Abstract
The prevalence of chronic kidney disease (CKD) continues to increase worldwide as does end stage renal disease. The most common, but not only, causes of CKD are hypertension and diabetes. CKD is associated with a significant increase in cardiovascular (CV) risk as most patients with CKD die of a CV cause. Moreover, CV risk increases proportionally as estimated glomerular filtration rate falls below 60 mL/min.
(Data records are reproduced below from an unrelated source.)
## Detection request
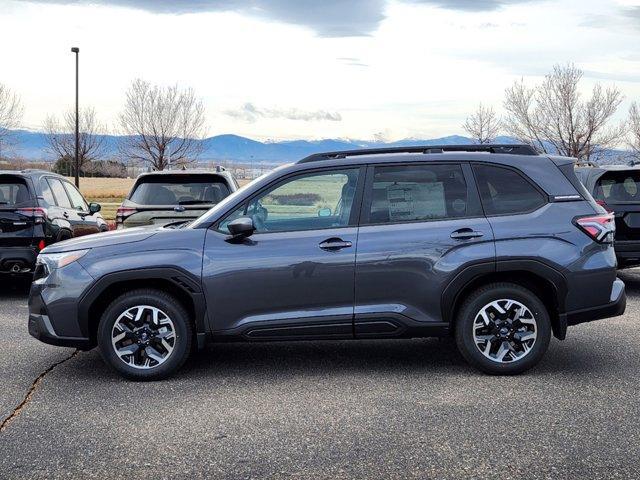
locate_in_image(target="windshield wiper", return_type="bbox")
[178,200,214,205]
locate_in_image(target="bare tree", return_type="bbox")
[44,108,106,173]
[0,83,24,158]
[120,79,206,170]
[462,103,501,144]
[628,102,640,162]
[504,64,625,160]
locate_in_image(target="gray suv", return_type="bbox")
[29,145,626,380]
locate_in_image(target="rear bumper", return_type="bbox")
[0,247,38,274]
[564,278,627,326]
[613,240,640,267]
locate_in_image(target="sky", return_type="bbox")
[0,0,640,141]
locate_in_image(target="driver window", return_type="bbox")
[219,168,359,233]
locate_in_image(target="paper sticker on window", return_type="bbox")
[387,182,446,222]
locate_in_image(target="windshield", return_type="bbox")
[0,177,31,207]
[129,174,231,205]
[596,171,640,203]
[187,164,284,228]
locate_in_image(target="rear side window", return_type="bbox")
[595,171,640,203]
[63,182,89,212]
[129,174,231,205]
[47,178,71,208]
[368,165,468,224]
[473,165,546,215]
[0,177,31,208]
[40,178,56,206]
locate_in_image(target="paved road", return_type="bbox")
[0,271,640,479]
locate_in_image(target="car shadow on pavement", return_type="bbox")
[0,275,31,300]
[62,338,619,383]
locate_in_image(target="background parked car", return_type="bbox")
[0,170,108,274]
[576,165,640,268]
[116,167,238,228]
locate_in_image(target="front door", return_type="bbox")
[202,168,364,339]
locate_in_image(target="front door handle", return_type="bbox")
[318,238,352,251]
[451,228,484,240]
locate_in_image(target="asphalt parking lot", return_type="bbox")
[0,269,640,479]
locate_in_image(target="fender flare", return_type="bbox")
[441,257,568,339]
[78,266,207,347]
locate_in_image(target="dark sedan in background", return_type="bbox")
[116,167,238,229]
[0,170,108,274]
[575,165,640,268]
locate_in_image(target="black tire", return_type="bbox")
[455,283,551,375]
[98,289,193,380]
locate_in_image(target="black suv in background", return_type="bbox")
[576,165,640,268]
[116,167,238,229]
[0,170,108,274]
[29,145,626,379]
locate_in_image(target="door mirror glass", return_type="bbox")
[227,217,256,238]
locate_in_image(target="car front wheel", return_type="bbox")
[98,290,192,380]
[456,283,551,375]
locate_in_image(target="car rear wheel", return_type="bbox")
[98,290,193,380]
[456,283,551,375]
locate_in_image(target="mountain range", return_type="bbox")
[5,130,627,164]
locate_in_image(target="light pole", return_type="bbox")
[71,47,80,187]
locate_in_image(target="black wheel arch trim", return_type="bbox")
[441,257,568,340]
[78,266,207,343]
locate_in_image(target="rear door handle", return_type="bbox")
[318,238,352,251]
[451,228,484,240]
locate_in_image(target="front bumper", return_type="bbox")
[29,313,92,350]
[564,278,627,326]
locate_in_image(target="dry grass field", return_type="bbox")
[69,177,249,220]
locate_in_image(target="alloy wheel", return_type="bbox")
[111,305,176,369]
[473,299,538,363]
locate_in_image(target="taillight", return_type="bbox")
[575,213,616,243]
[16,207,47,225]
[116,207,138,228]
[596,200,613,213]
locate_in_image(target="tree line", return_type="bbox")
[0,79,206,176]
[462,63,640,162]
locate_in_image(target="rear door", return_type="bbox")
[355,162,495,338]
[0,175,35,247]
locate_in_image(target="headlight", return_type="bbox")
[37,250,89,270]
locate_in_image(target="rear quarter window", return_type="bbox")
[595,171,640,203]
[473,165,547,215]
[129,175,231,205]
[0,176,32,208]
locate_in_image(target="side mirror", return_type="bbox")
[227,217,256,238]
[89,202,102,215]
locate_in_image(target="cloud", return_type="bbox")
[225,103,342,123]
[406,0,536,12]
[22,0,385,37]
[21,0,540,37]
[337,57,369,67]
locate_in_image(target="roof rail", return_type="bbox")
[298,144,538,163]
[576,160,600,168]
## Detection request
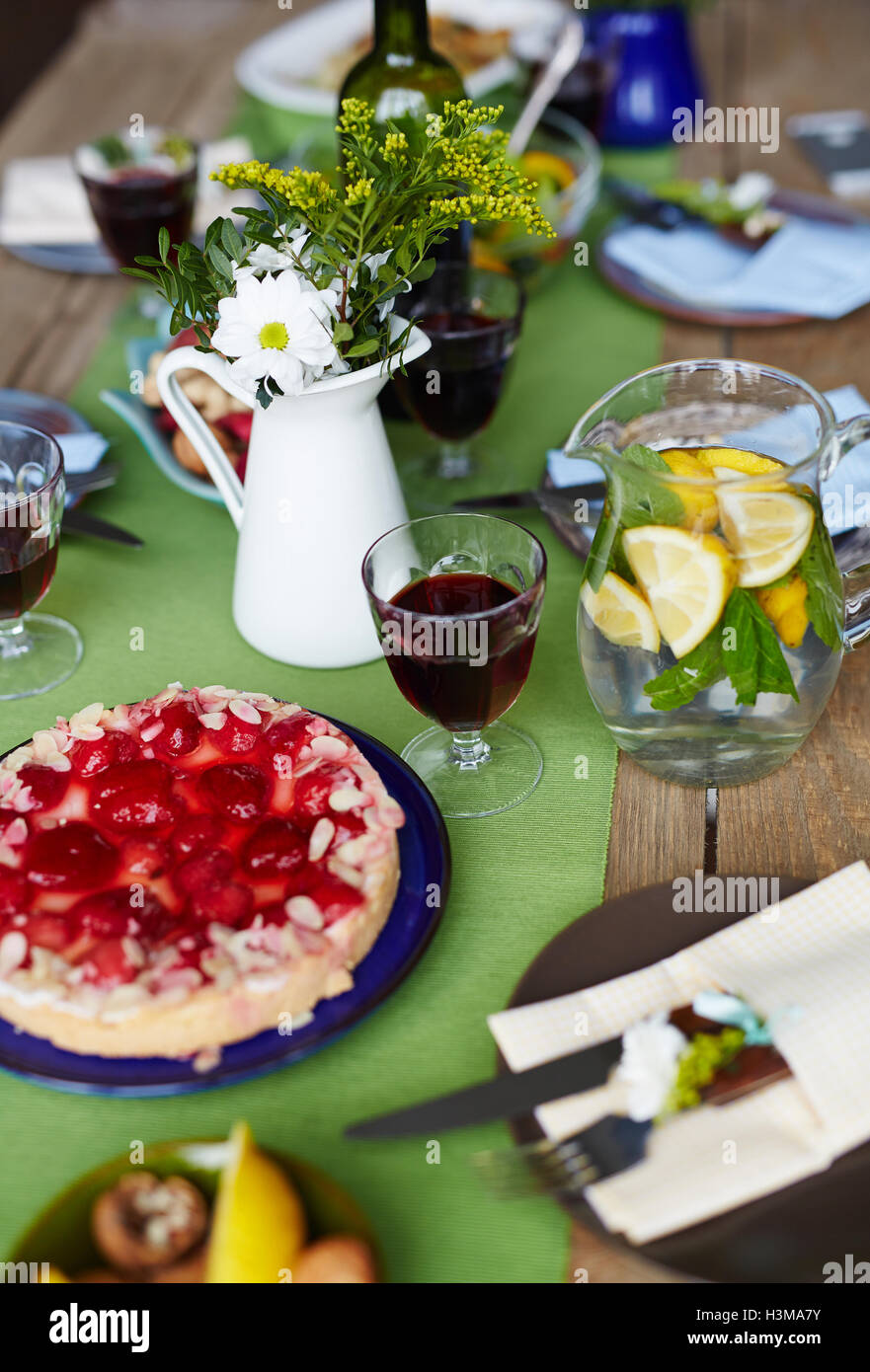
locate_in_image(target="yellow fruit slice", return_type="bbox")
[205,1122,307,1283]
[621,524,737,657]
[581,572,659,653]
[754,573,810,648]
[719,486,815,586]
[696,447,783,476]
[659,447,719,534]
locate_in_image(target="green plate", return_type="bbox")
[10,1139,383,1280]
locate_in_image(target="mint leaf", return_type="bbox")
[584,443,686,591]
[644,624,725,710]
[722,586,799,705]
[797,493,842,651]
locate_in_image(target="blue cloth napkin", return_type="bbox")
[546,386,870,534]
[56,429,109,505]
[608,218,870,320]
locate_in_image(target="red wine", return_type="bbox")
[381,572,538,732]
[0,541,57,620]
[82,166,197,267]
[395,310,518,442]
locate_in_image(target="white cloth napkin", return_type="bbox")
[546,386,870,534]
[489,862,870,1243]
[597,217,870,320]
[0,137,251,246]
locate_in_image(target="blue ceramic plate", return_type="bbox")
[0,721,450,1097]
[100,338,221,505]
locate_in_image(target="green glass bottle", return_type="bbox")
[339,0,465,145]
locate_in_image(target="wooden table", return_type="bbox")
[0,0,870,1283]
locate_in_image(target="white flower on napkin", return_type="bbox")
[211,271,343,395]
[616,1010,686,1119]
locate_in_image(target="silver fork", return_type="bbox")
[472,1115,652,1196]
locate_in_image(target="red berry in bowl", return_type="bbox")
[172,815,226,858]
[28,819,119,890]
[198,763,269,824]
[0,867,31,915]
[140,700,200,757]
[191,880,254,925]
[208,710,262,757]
[242,819,309,878]
[293,763,356,829]
[18,763,70,809]
[91,759,179,831]
[172,848,236,896]
[24,915,74,953]
[264,710,318,775]
[85,939,138,988]
[120,838,170,877]
[67,729,138,777]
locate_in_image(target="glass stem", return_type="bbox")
[437,442,473,482]
[0,619,31,658]
[450,728,493,771]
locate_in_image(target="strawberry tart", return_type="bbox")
[0,685,404,1058]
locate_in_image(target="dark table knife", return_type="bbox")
[345,1035,623,1139]
[451,482,606,514]
[62,509,144,548]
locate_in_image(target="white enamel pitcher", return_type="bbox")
[156,318,430,667]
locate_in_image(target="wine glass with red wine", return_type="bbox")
[74,127,198,267]
[0,421,81,700]
[362,514,546,817]
[394,262,525,505]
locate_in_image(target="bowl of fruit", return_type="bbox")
[10,1122,380,1285]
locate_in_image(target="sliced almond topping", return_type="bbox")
[309,815,335,862]
[70,700,103,742]
[335,838,370,867]
[198,710,226,728]
[311,734,348,761]
[327,858,363,890]
[0,929,28,977]
[284,896,324,929]
[229,697,262,724]
[3,816,28,848]
[330,786,372,815]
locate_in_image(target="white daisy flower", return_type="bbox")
[233,229,311,281]
[211,271,340,395]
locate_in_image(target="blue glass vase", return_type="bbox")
[584,4,702,148]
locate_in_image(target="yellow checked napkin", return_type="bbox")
[0,137,251,247]
[489,862,870,1243]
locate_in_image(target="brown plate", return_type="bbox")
[500,878,870,1283]
[595,191,867,330]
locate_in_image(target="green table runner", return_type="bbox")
[0,133,666,1283]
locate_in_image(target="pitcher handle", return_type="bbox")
[155,347,247,528]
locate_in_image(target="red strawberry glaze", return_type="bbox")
[18,763,70,809]
[198,763,269,824]
[138,700,200,759]
[0,687,401,999]
[67,729,138,777]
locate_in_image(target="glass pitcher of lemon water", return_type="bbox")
[566,358,870,786]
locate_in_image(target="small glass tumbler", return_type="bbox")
[362,514,546,817]
[0,421,82,700]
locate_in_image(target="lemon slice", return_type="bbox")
[621,524,737,657]
[719,487,815,586]
[754,572,810,648]
[581,572,659,653]
[694,447,783,476]
[659,447,719,534]
[205,1122,307,1283]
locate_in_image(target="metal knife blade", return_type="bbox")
[62,509,144,548]
[451,482,606,510]
[345,1037,621,1139]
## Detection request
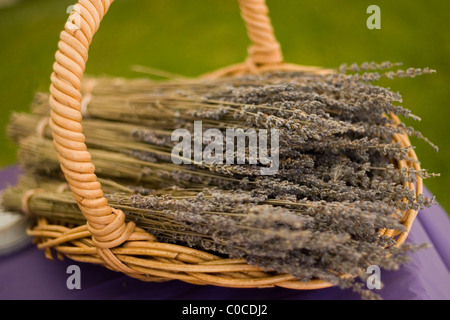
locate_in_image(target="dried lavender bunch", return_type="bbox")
[8,62,437,295]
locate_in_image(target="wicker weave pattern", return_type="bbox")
[29,0,422,289]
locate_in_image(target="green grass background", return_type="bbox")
[0,0,450,211]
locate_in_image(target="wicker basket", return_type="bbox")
[24,0,422,289]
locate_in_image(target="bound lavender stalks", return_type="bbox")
[3,63,437,297]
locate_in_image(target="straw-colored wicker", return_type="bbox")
[24,0,422,289]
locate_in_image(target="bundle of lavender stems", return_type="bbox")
[2,62,437,298]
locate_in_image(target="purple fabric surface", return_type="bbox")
[0,167,450,300]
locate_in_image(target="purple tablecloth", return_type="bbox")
[0,167,450,300]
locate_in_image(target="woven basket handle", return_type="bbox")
[50,0,282,250]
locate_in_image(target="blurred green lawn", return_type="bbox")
[0,0,450,211]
CV causes of death in CKD are more prevalent than those from cancer; as a result, the identification and reduction of CKD is a public health priority. High blood pressure is a key pathogenic factor that contributes to the deterioration of kidney function. The presence of kidney disease is a common and underappreciated preexisting medical cause of resistant hypertension. Therefore, treatment of hypertension has become the most important intervention in the management of all forms of CKD. For this reason, World Kidney Day on March 12, 2009 will emphasize the role of hypertension.
The kidney is both a cause and a victim of hypertension. High blood pressure (BP) is a key pathogenic factor that contributes to deterioration of kidney function. Presence of kidney disease is a common and underappreciated preexisting medical cause of resistant hypertension. 1 Therefore, treatment of hypertension has become the most important intervention in the management of all forms of chronic kidney disease (CKD). For this reason, the World Kidney Day on March 12, 2009, emphasized the role of hypertension in CKD.
How Does One Recognize the Presence of CKD?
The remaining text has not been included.